La ciencia es, por encima de cualquier otra consideración, el producto del análisis de lo que existe en el Universo, análisis que se rige por las reglas de la lógica y que pretende descubrir las pautas generales (leyes) que subyacen en la naturaleza. Es condición inexcusable que esas leyes no admitan excepciones, un criterio que distingue a las ciencias de la naturaleza de otras disciplinas, en particular de las llamadas “ciencias sociales”, en las que sí se dan con frecuencia excepciones (piénsese, por ejemplo, en la gramática, donde no escasean conjugaciones que se apartan de lo esperable, como se constata en los comienzos del habla de los niños).
Debido a ese atributo de racionalidad lógica, existe un estereotipo en el que se caracteriza a los científicos/as como personas dominadas por el análisis racional y el juicio crítico, aunque se acepte —no podría ser de otro modo— que no son ajenos al mundo en el que viven. La idea del científico que habita, feliz, en su “torre de marfil” y que con disgusto la abandona para cumplir con otras obligaciones, entre las que desde hace tiempo se encuentra la de luchar por obtener recursos económicos y atender a las obligaciones de carácter administrativo que esto conlleva.

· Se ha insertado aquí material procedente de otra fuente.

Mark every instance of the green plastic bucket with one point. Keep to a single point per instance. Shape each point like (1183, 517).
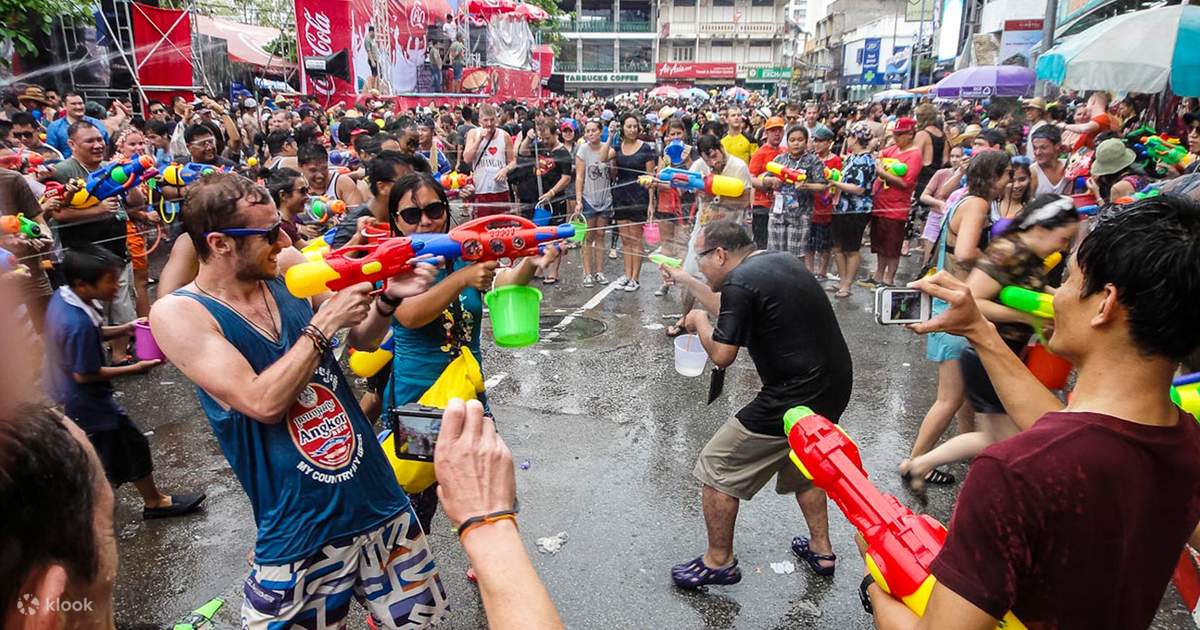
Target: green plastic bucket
(516, 315)
(581, 231)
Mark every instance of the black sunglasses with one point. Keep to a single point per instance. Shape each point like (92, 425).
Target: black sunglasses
(271, 234)
(413, 215)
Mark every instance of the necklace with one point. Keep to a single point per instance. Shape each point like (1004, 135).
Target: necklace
(274, 334)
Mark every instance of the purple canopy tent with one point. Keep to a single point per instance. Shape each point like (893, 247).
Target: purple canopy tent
(984, 82)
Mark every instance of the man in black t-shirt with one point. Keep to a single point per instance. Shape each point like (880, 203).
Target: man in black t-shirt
(774, 307)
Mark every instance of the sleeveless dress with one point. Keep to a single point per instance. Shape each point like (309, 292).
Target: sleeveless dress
(318, 475)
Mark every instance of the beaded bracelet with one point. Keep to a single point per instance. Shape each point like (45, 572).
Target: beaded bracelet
(489, 519)
(318, 339)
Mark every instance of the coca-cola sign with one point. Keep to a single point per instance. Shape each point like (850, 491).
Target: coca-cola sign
(694, 70)
(318, 35)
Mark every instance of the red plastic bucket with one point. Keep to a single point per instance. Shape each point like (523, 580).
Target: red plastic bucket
(1050, 369)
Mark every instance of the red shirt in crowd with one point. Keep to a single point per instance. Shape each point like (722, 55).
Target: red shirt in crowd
(1077, 522)
(1089, 139)
(757, 167)
(893, 202)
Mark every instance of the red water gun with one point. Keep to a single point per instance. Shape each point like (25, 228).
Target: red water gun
(337, 270)
(22, 161)
(492, 238)
(900, 545)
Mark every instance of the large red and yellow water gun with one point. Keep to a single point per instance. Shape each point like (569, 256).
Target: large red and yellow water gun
(790, 175)
(337, 269)
(492, 238)
(900, 545)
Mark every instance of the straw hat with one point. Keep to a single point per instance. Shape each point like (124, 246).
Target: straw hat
(1111, 156)
(969, 135)
(35, 94)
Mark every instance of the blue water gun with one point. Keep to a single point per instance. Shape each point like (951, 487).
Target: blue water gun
(112, 180)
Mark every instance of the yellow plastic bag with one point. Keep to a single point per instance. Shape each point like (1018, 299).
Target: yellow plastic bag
(461, 379)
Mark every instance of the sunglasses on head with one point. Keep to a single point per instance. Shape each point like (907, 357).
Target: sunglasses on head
(412, 216)
(271, 234)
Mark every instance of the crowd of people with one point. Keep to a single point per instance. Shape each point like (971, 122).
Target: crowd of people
(1073, 513)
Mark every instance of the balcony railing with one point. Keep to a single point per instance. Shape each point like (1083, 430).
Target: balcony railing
(635, 27)
(567, 24)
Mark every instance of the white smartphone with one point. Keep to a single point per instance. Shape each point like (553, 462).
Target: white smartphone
(897, 305)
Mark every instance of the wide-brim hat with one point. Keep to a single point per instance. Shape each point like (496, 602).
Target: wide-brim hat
(1111, 156)
(33, 93)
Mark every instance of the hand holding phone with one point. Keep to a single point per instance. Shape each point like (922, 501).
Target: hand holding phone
(898, 305)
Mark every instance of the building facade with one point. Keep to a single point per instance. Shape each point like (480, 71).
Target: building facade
(718, 43)
(607, 45)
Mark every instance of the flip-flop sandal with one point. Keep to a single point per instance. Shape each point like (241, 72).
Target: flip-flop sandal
(802, 551)
(940, 478)
(696, 574)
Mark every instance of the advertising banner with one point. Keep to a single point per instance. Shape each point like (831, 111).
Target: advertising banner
(693, 70)
(1018, 41)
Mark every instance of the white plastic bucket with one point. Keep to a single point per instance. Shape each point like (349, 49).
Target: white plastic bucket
(690, 355)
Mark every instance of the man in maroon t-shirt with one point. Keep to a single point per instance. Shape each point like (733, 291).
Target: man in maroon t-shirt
(1078, 521)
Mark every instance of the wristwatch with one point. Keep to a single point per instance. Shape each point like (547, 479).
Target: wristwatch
(393, 304)
(868, 580)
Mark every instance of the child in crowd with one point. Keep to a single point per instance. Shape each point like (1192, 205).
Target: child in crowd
(77, 377)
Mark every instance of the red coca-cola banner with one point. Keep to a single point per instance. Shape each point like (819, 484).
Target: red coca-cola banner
(324, 28)
(694, 70)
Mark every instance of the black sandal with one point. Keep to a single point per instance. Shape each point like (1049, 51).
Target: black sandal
(940, 478)
(814, 559)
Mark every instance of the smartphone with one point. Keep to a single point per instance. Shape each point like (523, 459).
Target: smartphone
(415, 429)
(897, 305)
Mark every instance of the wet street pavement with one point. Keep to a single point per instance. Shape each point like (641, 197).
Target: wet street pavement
(610, 432)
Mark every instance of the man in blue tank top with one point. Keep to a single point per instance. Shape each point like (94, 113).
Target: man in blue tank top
(333, 522)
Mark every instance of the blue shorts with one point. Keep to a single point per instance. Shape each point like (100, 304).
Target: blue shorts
(942, 347)
(390, 570)
(591, 213)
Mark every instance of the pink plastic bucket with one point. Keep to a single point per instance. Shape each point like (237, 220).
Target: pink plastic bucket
(147, 348)
(651, 233)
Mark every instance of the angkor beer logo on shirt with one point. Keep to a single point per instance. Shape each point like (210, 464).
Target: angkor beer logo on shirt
(321, 430)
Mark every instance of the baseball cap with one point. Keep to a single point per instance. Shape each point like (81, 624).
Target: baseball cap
(904, 124)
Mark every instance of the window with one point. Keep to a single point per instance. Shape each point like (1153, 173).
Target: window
(721, 52)
(683, 53)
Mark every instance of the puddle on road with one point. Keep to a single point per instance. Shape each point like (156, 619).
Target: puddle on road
(579, 328)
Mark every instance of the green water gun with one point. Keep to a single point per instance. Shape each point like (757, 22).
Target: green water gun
(1027, 301)
(201, 618)
(665, 261)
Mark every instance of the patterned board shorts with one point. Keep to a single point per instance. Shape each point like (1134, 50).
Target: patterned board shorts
(390, 570)
(789, 235)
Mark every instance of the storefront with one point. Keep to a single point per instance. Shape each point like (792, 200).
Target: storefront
(769, 81)
(607, 83)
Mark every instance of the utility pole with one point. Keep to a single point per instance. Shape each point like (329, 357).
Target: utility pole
(1048, 27)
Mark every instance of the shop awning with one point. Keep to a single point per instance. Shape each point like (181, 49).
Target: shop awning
(247, 43)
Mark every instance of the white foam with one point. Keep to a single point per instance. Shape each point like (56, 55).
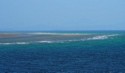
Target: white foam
(101, 37)
(19, 43)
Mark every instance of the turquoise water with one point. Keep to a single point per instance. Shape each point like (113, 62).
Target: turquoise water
(100, 52)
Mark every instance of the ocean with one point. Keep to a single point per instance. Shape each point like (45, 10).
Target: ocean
(62, 52)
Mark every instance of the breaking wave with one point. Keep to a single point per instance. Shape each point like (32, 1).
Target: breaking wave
(97, 37)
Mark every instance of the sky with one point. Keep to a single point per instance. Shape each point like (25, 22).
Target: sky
(47, 15)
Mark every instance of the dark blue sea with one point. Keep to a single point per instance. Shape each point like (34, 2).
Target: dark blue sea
(62, 52)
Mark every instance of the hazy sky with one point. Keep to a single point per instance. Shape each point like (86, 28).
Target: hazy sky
(62, 15)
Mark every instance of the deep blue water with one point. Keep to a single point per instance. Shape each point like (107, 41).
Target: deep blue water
(90, 56)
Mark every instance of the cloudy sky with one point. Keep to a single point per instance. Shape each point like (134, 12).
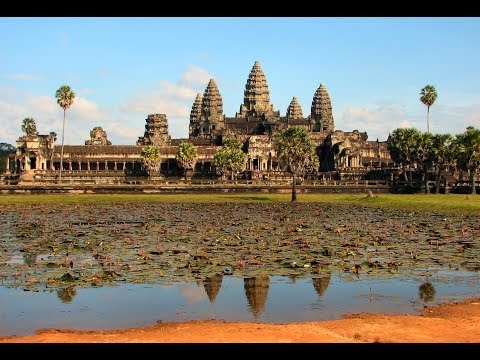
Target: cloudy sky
(123, 69)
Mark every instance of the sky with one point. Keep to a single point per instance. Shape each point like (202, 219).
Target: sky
(123, 69)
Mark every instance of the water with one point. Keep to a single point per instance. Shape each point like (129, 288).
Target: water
(272, 299)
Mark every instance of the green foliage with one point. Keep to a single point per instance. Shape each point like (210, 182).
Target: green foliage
(296, 151)
(65, 97)
(151, 159)
(186, 155)
(467, 149)
(29, 126)
(230, 158)
(428, 95)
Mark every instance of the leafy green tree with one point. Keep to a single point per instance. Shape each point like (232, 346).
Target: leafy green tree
(467, 149)
(297, 153)
(186, 156)
(5, 151)
(151, 159)
(65, 97)
(442, 155)
(29, 126)
(403, 146)
(428, 95)
(230, 158)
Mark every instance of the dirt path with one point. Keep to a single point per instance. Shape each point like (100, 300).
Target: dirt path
(446, 323)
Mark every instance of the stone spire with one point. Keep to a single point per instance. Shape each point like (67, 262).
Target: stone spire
(212, 104)
(294, 110)
(195, 115)
(256, 101)
(156, 131)
(321, 114)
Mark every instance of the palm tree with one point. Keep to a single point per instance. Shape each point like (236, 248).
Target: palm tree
(428, 97)
(297, 152)
(29, 127)
(64, 96)
(467, 152)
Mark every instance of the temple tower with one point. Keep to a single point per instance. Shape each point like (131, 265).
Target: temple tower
(212, 119)
(195, 115)
(321, 115)
(256, 101)
(294, 110)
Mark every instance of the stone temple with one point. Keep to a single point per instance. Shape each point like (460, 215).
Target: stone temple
(342, 154)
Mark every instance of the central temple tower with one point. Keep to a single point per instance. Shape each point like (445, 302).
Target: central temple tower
(256, 100)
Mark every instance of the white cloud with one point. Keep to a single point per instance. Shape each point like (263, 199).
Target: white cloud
(173, 99)
(28, 77)
(378, 122)
(195, 76)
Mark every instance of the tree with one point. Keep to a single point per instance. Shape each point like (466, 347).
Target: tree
(65, 97)
(297, 153)
(29, 127)
(151, 159)
(403, 146)
(428, 97)
(5, 151)
(230, 158)
(442, 155)
(186, 156)
(467, 150)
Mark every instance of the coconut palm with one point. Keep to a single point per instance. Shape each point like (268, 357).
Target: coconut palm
(403, 147)
(29, 127)
(230, 158)
(65, 97)
(297, 153)
(442, 155)
(467, 152)
(428, 97)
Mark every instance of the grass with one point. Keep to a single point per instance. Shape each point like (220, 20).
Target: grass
(420, 202)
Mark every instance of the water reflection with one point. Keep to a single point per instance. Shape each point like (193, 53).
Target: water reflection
(426, 292)
(256, 290)
(212, 286)
(67, 294)
(29, 258)
(321, 284)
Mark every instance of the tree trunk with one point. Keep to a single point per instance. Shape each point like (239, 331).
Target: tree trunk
(294, 188)
(425, 179)
(428, 119)
(61, 153)
(472, 179)
(439, 177)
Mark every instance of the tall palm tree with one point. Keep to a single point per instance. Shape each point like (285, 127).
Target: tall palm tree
(297, 153)
(64, 96)
(29, 127)
(428, 97)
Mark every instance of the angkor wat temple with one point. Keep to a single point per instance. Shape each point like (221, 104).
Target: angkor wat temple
(342, 155)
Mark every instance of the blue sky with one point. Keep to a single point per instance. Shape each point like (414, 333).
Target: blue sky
(123, 69)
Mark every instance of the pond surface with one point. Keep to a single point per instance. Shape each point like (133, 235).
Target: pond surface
(273, 299)
(121, 265)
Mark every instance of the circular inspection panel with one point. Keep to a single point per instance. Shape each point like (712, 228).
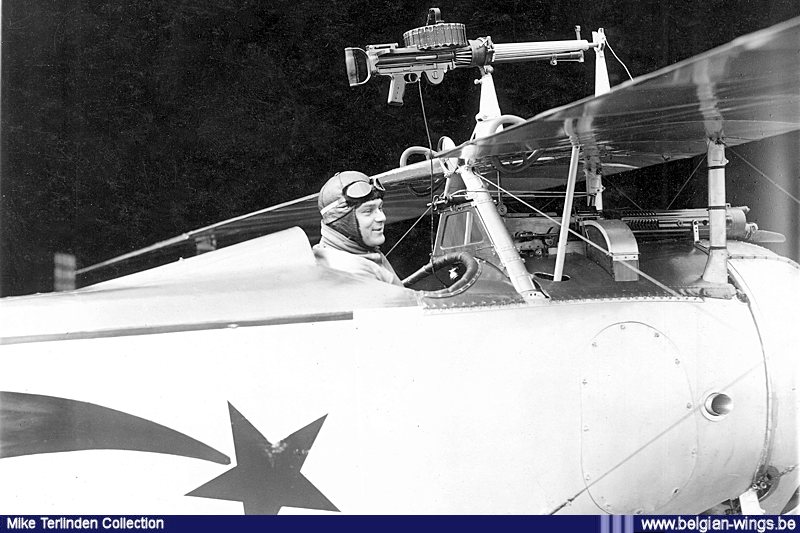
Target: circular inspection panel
(638, 435)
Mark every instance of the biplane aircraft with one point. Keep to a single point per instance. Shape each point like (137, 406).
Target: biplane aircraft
(599, 360)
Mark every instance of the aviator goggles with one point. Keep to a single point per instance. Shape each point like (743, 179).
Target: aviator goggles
(358, 190)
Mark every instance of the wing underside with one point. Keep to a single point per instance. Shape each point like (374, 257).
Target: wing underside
(741, 92)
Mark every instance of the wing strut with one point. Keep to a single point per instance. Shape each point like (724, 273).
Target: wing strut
(565, 215)
(716, 270)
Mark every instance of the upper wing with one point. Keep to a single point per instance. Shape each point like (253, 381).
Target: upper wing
(743, 91)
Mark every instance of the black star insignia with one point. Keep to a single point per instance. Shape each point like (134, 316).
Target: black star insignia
(267, 476)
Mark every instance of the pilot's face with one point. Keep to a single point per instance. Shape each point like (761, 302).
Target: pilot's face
(371, 218)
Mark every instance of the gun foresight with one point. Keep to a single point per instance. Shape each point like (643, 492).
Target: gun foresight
(357, 64)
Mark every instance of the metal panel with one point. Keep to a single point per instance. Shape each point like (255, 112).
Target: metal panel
(636, 407)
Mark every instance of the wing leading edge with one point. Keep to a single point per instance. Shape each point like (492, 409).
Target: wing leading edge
(740, 92)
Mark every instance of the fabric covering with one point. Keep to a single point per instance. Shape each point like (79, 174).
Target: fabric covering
(338, 252)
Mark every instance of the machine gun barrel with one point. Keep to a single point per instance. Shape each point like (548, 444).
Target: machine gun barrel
(532, 51)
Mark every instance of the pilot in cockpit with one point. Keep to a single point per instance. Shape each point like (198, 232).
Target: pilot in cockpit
(351, 205)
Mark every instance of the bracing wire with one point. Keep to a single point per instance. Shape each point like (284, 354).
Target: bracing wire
(430, 147)
(787, 193)
(686, 182)
(587, 241)
(616, 188)
(618, 59)
(408, 231)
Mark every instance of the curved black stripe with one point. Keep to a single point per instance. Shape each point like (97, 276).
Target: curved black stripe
(32, 423)
(176, 328)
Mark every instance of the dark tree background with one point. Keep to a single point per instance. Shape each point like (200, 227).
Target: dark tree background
(127, 122)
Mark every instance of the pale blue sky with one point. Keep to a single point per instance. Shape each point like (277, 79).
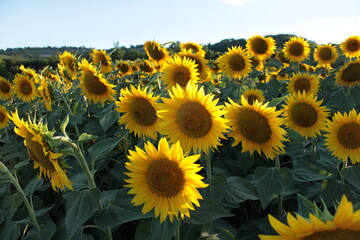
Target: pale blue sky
(101, 23)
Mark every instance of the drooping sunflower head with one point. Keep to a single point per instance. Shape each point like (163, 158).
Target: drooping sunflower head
(68, 63)
(296, 49)
(349, 74)
(343, 138)
(351, 47)
(156, 52)
(251, 95)
(256, 126)
(45, 94)
(24, 87)
(304, 114)
(102, 58)
(5, 89)
(235, 63)
(261, 47)
(343, 225)
(180, 71)
(192, 117)
(164, 179)
(123, 67)
(325, 54)
(4, 119)
(304, 82)
(140, 111)
(93, 85)
(194, 47)
(200, 62)
(41, 152)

Sin duda han existido científicos de este tipo, en algún caso aislados voluntariamente en busca de algún Santo Grial de la ciencia; es notable el caso del matemático Andrew Wiles (Cambridge, 1953), que con el fin de encontrar la demostración de uno de los grandes problemas históricos de la matemática, el denominado Último Teorema de Fermat, prácticamente desapareció de la vida profesional durante siete años, encerrándose en el ático de su casa de New Jersey, excepto para dar sus clases en la Universidad de Princeton, o para cumplir con las mínimas obligaciones que tuvo que aceptar durante los dos años que pasó en Oxford. Consiguió demostrarlo en 1994.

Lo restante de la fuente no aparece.